Differential equivalences support a rather rich class of non-linear ODE, which can be analysed by using satisfiability solvers as the underlying engine. In general, it is well known that such solvers are more efficient in providing a positive “sat” result than a negative “unsat”, which is however required to check that a candidate partition is a differential equivalence. Nevertheless, the current technology allows us to analyse models of realistic size (see also [21] for further examples). In the current prototype implementation the SMT solver is used as a black-box; it would be interesting in the future to consider the development of domain-specific heuristics that improve the search.

RN bisimulations are particularly efficient since the partition-refinement algorithms run in polynomial time and space; however, currently they support ODE with derivatives given by multivariate polynomials of order at most two. Nevertheless, they cover an interesting class of systems, including CRNs and affine systems (see also [20] for experiments in large-scale benchmarks). To further improve efficiency it would be interesting to consider parallelisation techniques; on a more theoretical viewpoint, an obvious direction for future research is to extend the bisimulations of higher-order multivariate polynomials.

The forward and backward variants of the presented equivalences are not comparable in general. This suggests a possible combined use, which has however not been investigated so far. A better understanding of the relationship between these two variants may help achieve further reductions.

Much of the efficiency in computing ODE reductions is owed to the fact that the largest differential equivalences and bisimulations exist and can be computed via partition-refinement. We argue, however, that there are situations of practical interest that cannot be cast into this framework. For example, the notion of emulation that is instrumental to investigate evolutionary aspects of CRNs, amounts to finding a particular backward bisimulation where each equivalence class contains exactly one species of the small CRN and at most one species of the larger CRN. This condition cannot be expressed as a suitable initial partition to be refined; hence, one is left with having to enumerate all possible partitions that satisfy these conditions in order to find emulations automatically. However, this is feasible only for very simple models. Further research is needed to develop algorithms that aggregate according to more liberal constraints on the desired equivalence classes.

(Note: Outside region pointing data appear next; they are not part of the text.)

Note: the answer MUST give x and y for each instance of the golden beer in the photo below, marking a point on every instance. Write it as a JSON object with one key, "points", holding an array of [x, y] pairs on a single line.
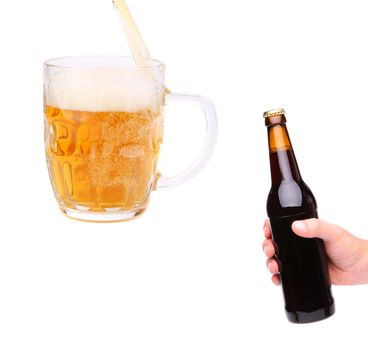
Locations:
{"points": [[103, 132], [102, 160]]}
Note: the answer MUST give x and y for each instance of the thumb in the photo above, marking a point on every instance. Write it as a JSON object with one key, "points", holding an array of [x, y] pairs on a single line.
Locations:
{"points": [[317, 228]]}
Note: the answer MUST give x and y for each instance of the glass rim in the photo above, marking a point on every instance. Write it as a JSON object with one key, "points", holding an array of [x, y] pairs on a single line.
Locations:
{"points": [[56, 62]]}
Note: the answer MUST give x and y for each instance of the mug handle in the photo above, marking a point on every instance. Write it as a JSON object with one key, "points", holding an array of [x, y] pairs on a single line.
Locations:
{"points": [[211, 136]]}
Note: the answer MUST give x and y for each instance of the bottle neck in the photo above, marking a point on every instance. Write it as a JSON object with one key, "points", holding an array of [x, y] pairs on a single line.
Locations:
{"points": [[283, 163]]}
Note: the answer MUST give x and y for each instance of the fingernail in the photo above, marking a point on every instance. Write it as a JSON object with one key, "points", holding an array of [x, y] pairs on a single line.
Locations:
{"points": [[299, 226]]}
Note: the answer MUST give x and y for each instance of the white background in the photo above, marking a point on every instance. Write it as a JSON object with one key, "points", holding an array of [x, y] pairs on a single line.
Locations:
{"points": [[190, 273]]}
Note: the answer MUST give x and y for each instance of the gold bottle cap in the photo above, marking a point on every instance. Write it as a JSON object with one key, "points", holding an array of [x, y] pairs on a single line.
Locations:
{"points": [[274, 113]]}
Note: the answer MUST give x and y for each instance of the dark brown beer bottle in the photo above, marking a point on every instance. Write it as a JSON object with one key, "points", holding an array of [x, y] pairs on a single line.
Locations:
{"points": [[303, 261]]}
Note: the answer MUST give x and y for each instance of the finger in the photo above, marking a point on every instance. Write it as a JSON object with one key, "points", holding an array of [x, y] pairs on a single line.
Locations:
{"points": [[318, 228], [273, 266], [267, 229], [276, 279], [269, 248]]}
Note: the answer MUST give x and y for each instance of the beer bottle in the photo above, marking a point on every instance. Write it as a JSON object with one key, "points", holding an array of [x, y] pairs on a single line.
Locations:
{"points": [[303, 261]]}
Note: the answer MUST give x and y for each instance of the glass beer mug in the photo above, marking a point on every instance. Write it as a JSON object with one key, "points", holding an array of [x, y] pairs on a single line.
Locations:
{"points": [[103, 132]]}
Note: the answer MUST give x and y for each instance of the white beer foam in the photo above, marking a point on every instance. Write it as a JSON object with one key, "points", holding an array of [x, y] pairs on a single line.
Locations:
{"points": [[103, 89]]}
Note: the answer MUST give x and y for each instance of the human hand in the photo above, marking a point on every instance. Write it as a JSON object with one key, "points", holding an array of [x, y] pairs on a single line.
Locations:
{"points": [[347, 254]]}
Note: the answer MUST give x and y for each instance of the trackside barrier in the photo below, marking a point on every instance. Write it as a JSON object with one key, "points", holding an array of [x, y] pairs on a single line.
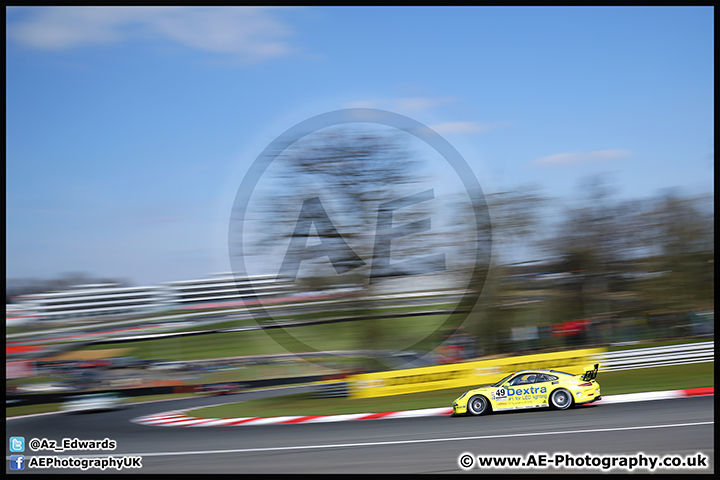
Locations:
{"points": [[440, 377]]}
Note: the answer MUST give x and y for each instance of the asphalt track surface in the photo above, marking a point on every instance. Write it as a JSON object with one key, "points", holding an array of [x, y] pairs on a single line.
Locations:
{"points": [[682, 426]]}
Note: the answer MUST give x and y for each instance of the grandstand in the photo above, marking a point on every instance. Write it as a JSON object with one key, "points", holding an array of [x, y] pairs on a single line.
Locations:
{"points": [[97, 300]]}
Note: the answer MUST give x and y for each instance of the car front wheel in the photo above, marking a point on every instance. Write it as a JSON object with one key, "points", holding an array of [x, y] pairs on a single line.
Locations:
{"points": [[561, 399], [477, 405]]}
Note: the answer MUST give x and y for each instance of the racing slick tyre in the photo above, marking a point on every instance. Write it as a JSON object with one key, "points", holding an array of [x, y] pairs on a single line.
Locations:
{"points": [[560, 399], [478, 405]]}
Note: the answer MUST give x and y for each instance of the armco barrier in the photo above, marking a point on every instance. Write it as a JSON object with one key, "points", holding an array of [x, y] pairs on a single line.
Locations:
{"points": [[684, 354], [440, 377]]}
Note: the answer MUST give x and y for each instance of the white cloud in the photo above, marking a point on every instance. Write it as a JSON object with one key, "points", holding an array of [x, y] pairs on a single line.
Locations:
{"points": [[570, 158], [249, 33], [473, 128]]}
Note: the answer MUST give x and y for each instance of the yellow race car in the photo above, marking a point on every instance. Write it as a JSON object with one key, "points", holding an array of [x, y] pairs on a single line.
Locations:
{"points": [[534, 388]]}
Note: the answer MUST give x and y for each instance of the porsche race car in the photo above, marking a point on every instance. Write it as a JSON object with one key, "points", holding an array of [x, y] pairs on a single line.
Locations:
{"points": [[535, 388]]}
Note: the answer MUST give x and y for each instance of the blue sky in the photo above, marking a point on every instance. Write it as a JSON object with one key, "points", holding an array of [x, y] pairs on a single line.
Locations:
{"points": [[129, 129]]}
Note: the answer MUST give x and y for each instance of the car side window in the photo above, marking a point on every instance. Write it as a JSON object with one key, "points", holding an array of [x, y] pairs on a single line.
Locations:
{"points": [[524, 379]]}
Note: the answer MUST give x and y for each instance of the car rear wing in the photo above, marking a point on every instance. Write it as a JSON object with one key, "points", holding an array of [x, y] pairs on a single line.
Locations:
{"points": [[590, 373]]}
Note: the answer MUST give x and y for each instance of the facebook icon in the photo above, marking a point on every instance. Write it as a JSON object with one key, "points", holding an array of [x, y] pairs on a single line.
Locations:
{"points": [[17, 444], [17, 462]]}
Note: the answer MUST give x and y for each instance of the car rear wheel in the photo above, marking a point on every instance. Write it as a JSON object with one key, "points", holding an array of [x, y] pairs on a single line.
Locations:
{"points": [[560, 399], [478, 405]]}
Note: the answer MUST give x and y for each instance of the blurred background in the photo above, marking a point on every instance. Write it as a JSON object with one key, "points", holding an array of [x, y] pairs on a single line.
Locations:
{"points": [[129, 135]]}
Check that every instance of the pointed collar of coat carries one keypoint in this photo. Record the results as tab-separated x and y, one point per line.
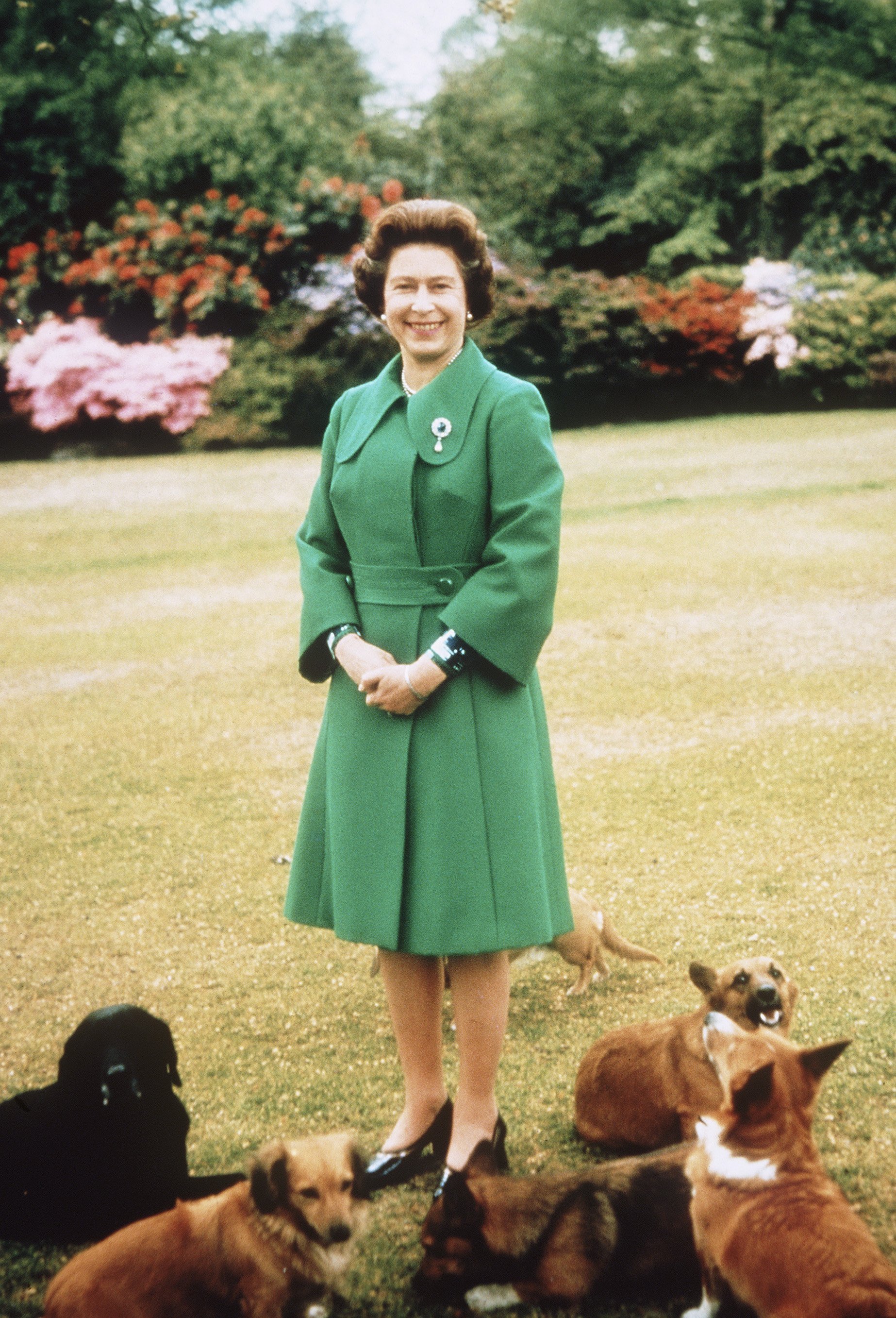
448	398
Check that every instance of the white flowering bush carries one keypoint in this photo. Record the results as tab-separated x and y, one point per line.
775	285
65	371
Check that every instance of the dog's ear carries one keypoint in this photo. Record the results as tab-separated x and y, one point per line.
704	977
481	1160
164	1044
269	1180
751	1086
819	1060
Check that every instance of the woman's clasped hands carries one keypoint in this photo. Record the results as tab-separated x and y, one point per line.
386	684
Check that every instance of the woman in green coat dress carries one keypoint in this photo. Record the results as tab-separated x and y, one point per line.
430	824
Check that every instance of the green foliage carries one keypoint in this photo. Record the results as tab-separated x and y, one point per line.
249	117
658	135
211	265
284	380
867	244
850	333
65	67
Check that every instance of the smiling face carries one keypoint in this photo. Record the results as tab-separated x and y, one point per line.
425	304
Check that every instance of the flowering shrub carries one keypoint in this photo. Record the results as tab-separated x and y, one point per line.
847	333
286	376
696	330
775	287
64	371
214	265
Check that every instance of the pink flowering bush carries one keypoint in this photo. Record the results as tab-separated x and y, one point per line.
65	371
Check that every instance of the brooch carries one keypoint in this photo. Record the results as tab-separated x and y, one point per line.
441	427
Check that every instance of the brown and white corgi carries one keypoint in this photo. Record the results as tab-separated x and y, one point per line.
771	1229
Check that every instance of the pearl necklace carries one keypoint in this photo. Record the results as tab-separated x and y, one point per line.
412	392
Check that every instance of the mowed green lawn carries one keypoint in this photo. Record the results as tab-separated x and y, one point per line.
721	689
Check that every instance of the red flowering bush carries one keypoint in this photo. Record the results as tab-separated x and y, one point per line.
211	267
696	330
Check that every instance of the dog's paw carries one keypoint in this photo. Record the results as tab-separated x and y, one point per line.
487	1300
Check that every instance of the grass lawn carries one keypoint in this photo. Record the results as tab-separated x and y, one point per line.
721	690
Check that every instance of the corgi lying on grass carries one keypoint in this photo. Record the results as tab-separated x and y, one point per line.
771	1229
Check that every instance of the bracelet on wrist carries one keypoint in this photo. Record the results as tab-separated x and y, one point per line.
450	653
336	636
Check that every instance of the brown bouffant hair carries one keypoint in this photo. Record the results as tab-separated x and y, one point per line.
443	224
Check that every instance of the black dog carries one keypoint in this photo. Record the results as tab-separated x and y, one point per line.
103	1146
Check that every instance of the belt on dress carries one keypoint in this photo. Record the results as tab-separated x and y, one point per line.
414	586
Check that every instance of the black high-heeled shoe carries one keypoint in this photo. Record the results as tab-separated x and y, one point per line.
401	1166
498	1152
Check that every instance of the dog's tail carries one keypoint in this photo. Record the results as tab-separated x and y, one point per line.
613	942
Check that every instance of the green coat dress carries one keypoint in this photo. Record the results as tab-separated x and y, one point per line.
436	833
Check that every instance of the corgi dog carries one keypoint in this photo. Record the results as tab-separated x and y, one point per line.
644	1086
773	1232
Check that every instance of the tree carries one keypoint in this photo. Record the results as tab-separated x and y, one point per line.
249	115
664	134
64	68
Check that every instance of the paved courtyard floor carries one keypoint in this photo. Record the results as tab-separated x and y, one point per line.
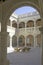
33	57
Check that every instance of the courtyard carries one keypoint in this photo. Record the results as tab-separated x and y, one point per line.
33	57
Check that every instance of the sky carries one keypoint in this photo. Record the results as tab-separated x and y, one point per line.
24	9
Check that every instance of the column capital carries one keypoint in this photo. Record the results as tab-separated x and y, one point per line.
41	29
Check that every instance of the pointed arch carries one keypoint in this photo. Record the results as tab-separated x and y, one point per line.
30	23
21	25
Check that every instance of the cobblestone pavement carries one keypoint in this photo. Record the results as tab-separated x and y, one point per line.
33	57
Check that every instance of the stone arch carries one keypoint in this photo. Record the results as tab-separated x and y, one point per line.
30	23
21	40
21	25
30	40
14	41
38	22
39	40
13	7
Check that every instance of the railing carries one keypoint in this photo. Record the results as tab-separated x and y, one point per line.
29	29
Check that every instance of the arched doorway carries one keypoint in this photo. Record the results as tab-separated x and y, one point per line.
14	41
30	40
39	41
21	41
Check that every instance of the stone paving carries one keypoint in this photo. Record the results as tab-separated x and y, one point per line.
33	57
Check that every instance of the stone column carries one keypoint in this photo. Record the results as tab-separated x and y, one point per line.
41	29
3	44
17	32
25	34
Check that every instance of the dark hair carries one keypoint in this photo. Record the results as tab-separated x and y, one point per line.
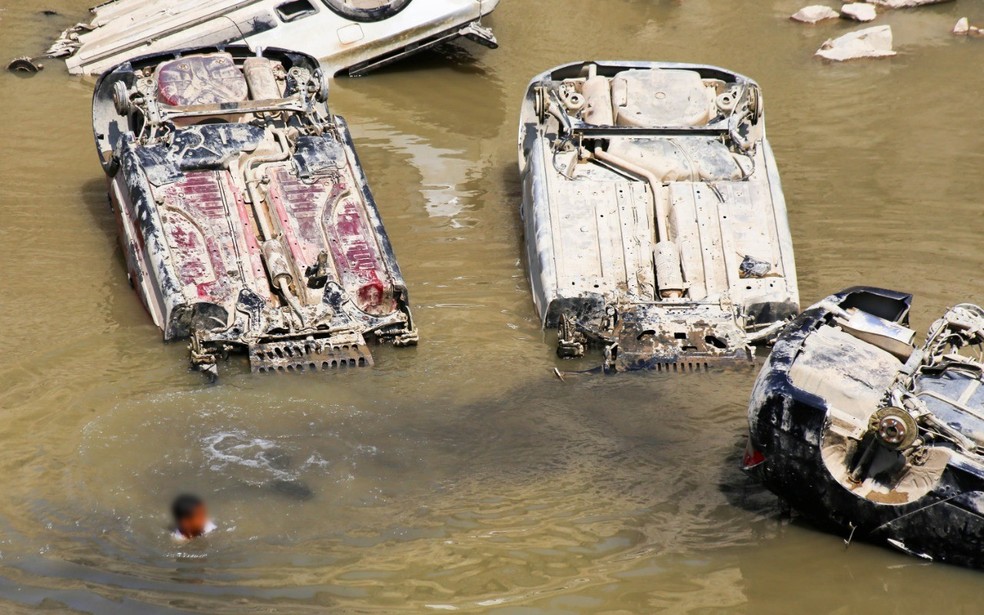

Finally, we remark that all the techniques presented in this paper are concerned with exact aggregations. In some cases, these may be too strong because even small perturbations may discriminate ODE variables that have nearby trajectories in practice. This has motivated a large body of work into approximate notions of equivalence [1, 13, 42, 65]. Preliminary work for models based on ODE semantics has been carried out in [76] in the case of process algebra; more general ODE systems are treated in [46, 75]. However all these approaches still lack an algorithm for automatic reduction. Furthermore, they provide a priori bounds on the approximate aggregation that tend to grow fast with time. Future research work will be aimed at tackling these two issues.